Scientists first studied the volcano in the late 1970s, which is known to have erupted three times, in 1998, 2011, and 2015. The key piece of data in predicting a volcanic eruption is knowing the degree to which the seamount is inflated—a sign that magma has built up beneath the surface, swelling the structure’s aboveground features.
Axial’s inflation and seismicity are monitored by a network of NSF-funded sensors called the Ocean Observatories Initiative Regional Cabled Array (don’t worry, we won’t be testing you on this). Last year, after a sustained period of slowed swelling, Axial’s inflation rate increased from a slow pickup (since around October 2023) to about twice its January 2024 rate by this past June. Alongside its increased inflation rate (about 9.84 inches, or 25 centimeters, per year), the underwater volcano’s seismicity increased to hundreds of earthquakes per day. By July, scientists studying data from Axial determined that “the next eruption looks like it could happen anytime between NOW and the end of 2025,” according to the blog.
Well, no eruption has happened since then, and in October 2024 the team posted another update. “The rate of inflation at Axial has been steady for the last 6 months and the rate of seismicity has moderated,” the team wrote. “An eruption does not seem imminent, but it can’t do this forever.” In other words, there was no change to their forecast, and given it’s now 2025, the team’s prediction is that an eruption will happen this year.
In its AGU presentation, the team stated that Axial has re-inflated to more than 95% its threshold before the 2015 eruption—a major indicator that an eruption is somewhere around the corner.
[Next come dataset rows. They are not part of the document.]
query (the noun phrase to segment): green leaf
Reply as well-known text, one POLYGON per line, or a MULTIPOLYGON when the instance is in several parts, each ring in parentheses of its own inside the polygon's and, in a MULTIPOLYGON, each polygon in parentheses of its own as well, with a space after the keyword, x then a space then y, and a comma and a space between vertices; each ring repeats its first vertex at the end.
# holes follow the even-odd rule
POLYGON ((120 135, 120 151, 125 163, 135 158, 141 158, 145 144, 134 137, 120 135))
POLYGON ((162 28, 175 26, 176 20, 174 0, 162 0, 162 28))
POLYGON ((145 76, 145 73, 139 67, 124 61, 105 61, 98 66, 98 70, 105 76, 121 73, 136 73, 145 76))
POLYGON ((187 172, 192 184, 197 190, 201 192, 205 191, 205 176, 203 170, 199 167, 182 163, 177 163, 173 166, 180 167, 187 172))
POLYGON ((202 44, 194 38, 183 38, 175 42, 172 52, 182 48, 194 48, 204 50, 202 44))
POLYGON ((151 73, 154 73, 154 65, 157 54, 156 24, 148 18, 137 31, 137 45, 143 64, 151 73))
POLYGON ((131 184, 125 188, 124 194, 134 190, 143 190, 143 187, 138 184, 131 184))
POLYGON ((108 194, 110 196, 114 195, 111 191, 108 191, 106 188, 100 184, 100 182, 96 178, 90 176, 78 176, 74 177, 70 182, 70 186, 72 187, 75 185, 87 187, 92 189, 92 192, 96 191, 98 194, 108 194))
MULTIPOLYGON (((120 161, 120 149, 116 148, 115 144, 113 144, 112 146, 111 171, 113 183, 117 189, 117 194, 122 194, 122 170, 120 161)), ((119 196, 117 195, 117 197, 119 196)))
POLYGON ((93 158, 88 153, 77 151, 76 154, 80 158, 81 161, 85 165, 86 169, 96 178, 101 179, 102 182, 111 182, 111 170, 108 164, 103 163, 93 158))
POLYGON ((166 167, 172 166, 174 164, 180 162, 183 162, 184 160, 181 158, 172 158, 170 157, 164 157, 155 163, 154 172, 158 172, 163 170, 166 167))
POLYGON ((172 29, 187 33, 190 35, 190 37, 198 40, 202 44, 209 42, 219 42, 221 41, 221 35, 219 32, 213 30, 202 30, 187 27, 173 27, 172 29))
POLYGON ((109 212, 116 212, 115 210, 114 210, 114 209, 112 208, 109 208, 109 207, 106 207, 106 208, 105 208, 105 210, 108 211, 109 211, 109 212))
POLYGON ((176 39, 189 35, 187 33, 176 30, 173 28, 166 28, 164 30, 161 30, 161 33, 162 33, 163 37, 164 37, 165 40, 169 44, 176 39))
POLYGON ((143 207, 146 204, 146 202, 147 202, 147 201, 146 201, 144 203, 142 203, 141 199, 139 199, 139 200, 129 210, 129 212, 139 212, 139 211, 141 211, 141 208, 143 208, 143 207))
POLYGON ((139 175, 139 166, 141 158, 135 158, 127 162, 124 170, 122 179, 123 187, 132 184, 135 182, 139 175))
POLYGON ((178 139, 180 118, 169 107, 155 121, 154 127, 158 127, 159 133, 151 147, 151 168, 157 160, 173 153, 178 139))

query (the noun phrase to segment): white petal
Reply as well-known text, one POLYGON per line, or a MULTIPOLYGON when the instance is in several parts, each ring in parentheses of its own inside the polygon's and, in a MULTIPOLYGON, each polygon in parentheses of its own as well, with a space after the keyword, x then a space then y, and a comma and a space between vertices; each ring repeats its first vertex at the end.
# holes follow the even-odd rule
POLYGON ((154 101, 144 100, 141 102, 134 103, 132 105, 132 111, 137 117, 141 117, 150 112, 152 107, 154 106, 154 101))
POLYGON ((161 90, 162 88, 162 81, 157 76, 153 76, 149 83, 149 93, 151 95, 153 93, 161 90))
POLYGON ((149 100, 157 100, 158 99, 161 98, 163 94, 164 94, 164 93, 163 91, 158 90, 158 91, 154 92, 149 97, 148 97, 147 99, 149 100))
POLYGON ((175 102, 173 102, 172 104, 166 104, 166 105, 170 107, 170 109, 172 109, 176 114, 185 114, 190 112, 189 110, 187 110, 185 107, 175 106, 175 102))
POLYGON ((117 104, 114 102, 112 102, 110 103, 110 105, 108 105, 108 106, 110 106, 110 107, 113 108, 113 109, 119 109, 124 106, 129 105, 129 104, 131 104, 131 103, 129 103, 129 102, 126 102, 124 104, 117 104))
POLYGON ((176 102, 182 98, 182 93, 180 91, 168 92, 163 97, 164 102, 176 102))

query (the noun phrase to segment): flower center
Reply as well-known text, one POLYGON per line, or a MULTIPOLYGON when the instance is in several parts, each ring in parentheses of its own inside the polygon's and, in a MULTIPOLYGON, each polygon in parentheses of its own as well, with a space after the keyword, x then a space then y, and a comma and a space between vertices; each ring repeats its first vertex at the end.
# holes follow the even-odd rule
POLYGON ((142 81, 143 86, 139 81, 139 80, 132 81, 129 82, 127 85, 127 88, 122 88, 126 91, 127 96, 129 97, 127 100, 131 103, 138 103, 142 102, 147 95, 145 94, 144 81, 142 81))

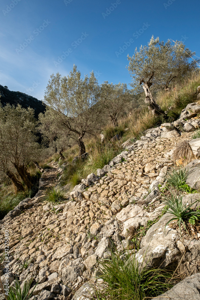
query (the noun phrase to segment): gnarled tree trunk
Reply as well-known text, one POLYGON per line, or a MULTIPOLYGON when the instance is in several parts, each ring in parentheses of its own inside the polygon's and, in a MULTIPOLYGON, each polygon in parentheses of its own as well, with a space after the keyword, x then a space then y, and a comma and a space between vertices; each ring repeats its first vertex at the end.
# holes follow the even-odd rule
POLYGON ((64 157, 64 156, 62 154, 62 153, 63 152, 63 151, 64 150, 63 149, 62 147, 62 148, 61 148, 61 150, 59 152, 59 154, 60 155, 60 157, 61 159, 62 159, 63 160, 64 160, 65 159, 65 158, 64 157))
POLYGON ((152 84, 151 83, 148 84, 147 82, 143 82, 142 87, 146 95, 145 102, 145 103, 148 104, 149 110, 151 111, 153 115, 158 115, 159 113, 163 113, 164 112, 156 103, 150 91, 149 88, 152 85, 152 84))
POLYGON ((33 186, 31 176, 30 173, 27 172, 24 165, 18 166, 15 164, 14 166, 25 184, 28 188, 30 189, 33 186))
POLYGON ((112 125, 114 127, 116 127, 118 126, 118 121, 117 118, 115 116, 111 116, 111 122, 112 125))
POLYGON ((22 192, 24 190, 24 188, 22 183, 16 178, 14 174, 8 170, 6 171, 6 173, 12 181, 17 191, 22 192))
POLYGON ((146 98, 145 102, 148 105, 149 110, 151 110, 153 115, 158 115, 160 113, 164 113, 164 112, 162 110, 160 107, 156 103, 156 101, 154 98, 151 92, 150 88, 152 85, 152 83, 150 82, 150 80, 148 81, 145 81, 144 79, 141 79, 140 82, 140 84, 143 83, 142 87, 144 89, 146 98))
POLYGON ((85 153, 85 147, 84 145, 84 143, 82 140, 82 137, 79 138, 78 141, 78 144, 79 147, 79 155, 81 156, 82 154, 85 153))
If the 2015 eruption is any indicator, the predicted eruption could be accompanied by thousands of earthquakes and a seafloor drop of nearly 8 feet (2.4 meters). The seafloor drops because magma is ejected from the swollen volcano into the ocean. Once that is done, magma begins to slowly refill the mount, starting the whole process over again.
Underwater volcanoes can be hazardous; look no further than the Hunga-Tonga-Hunga-Ha’apai eruption which roiled the South Pacific in 2022, forcing mass evacuations, covering Tonga in ash, and causing several deaths and tens of millions of dollars in damage. Chadwick—the leader of the research team—told Science News that forecasting the eruption’s potential impacts on humankind is difficult, but volcanoes on land are generally more hazardous than seamounts. For reference, the 2015 Axial eruption did not cause any reported impacts on land.